Survey finds replication at top of business continuity wish lists

Published 19 October 2006

A $2 billion industry looks to the future as demand grows for real-time data imaging; BakBone leads the way with a replication service that works across platforms and operating systems to achieve large-scale security at a low-scale cost

When it comes to business continuity, the learning curve can appear quite steep. Every week, it seems, we report on a survey of executives as to their thoughts on the matter, and inevitably the result is a much larger number of those who think it is important than those who actually follow through. These studies are important because they demonstrate that continuity service providers are not doing enough to make it easy for companies to implement an already acknowledged need, and yet these same studies often lack information of what it is exactly companies want. A new survey of channel partners by BakBone Software, a provider of heterogeneous integrated data protection solutions, provides an answer: of the more than 75 percent of respondents who reported customers with an allocated budget for disaster recovery technology, 40 percent said replication — the real time back-up of business information — will be deployed more than any other IT continuity service.

BakBone, of course, is in the replication business, and no doubt the company was pleased by the results of its own survey.
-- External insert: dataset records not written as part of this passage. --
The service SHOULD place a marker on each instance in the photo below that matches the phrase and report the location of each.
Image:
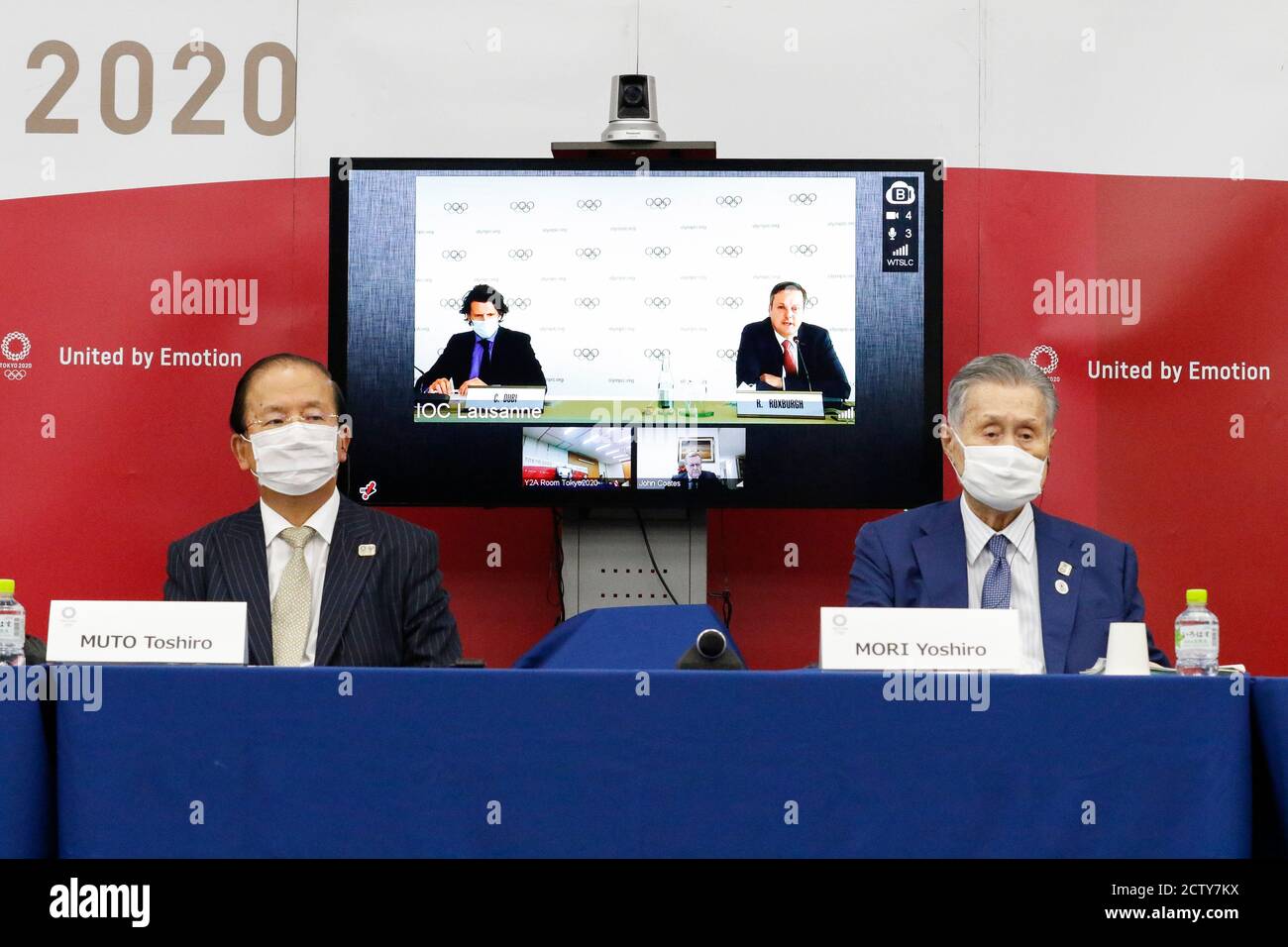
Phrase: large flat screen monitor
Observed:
(668, 334)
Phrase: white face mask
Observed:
(295, 459)
(485, 328)
(1001, 476)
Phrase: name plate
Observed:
(522, 397)
(939, 639)
(170, 633)
(780, 403)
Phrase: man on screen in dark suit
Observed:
(487, 355)
(784, 354)
(694, 476)
(325, 579)
(992, 548)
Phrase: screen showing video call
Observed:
(668, 334)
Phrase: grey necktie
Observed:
(292, 605)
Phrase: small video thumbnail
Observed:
(593, 458)
(695, 459)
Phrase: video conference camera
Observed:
(632, 111)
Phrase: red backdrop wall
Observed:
(104, 466)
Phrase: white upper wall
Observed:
(1171, 86)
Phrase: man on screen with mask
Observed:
(992, 548)
(485, 355)
(325, 579)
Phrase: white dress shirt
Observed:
(314, 557)
(1022, 557)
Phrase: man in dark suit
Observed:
(326, 581)
(991, 548)
(784, 354)
(487, 355)
(694, 476)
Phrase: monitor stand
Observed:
(605, 564)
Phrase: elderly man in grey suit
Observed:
(325, 579)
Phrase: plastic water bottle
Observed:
(1197, 635)
(665, 384)
(13, 625)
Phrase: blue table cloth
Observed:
(26, 787)
(629, 638)
(287, 763)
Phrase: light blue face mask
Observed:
(487, 328)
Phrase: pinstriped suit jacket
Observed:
(387, 609)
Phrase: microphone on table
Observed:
(34, 651)
(709, 652)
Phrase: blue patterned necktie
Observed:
(997, 579)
Yet it is nevertheless correct that replication is an expanding market, with total revenue increasing 18 percent between 2004 and 2005 to a whopping $2 billion. Much of this, we believe, is due to heightened awareness of the importance of continuity planning for business’s sake, and also by government initiatives such as Sarbanes Oxley, which demands that financial companies safely store business data. Replication is one of the better and more efficient ways to go, especially if, like BakBones’s NetVault, the system used can work across various programming environments. According to the survey, “eighty-two percent of the respondents resoundingly indicated their customers would be interested in simplifying and centralizing the management of different data protection solutions — backup and recovery, replication, vaulting and snapshot — to ensure they work together seamlessly and across different computing platforms, including Windows, Linux, and UNIX.”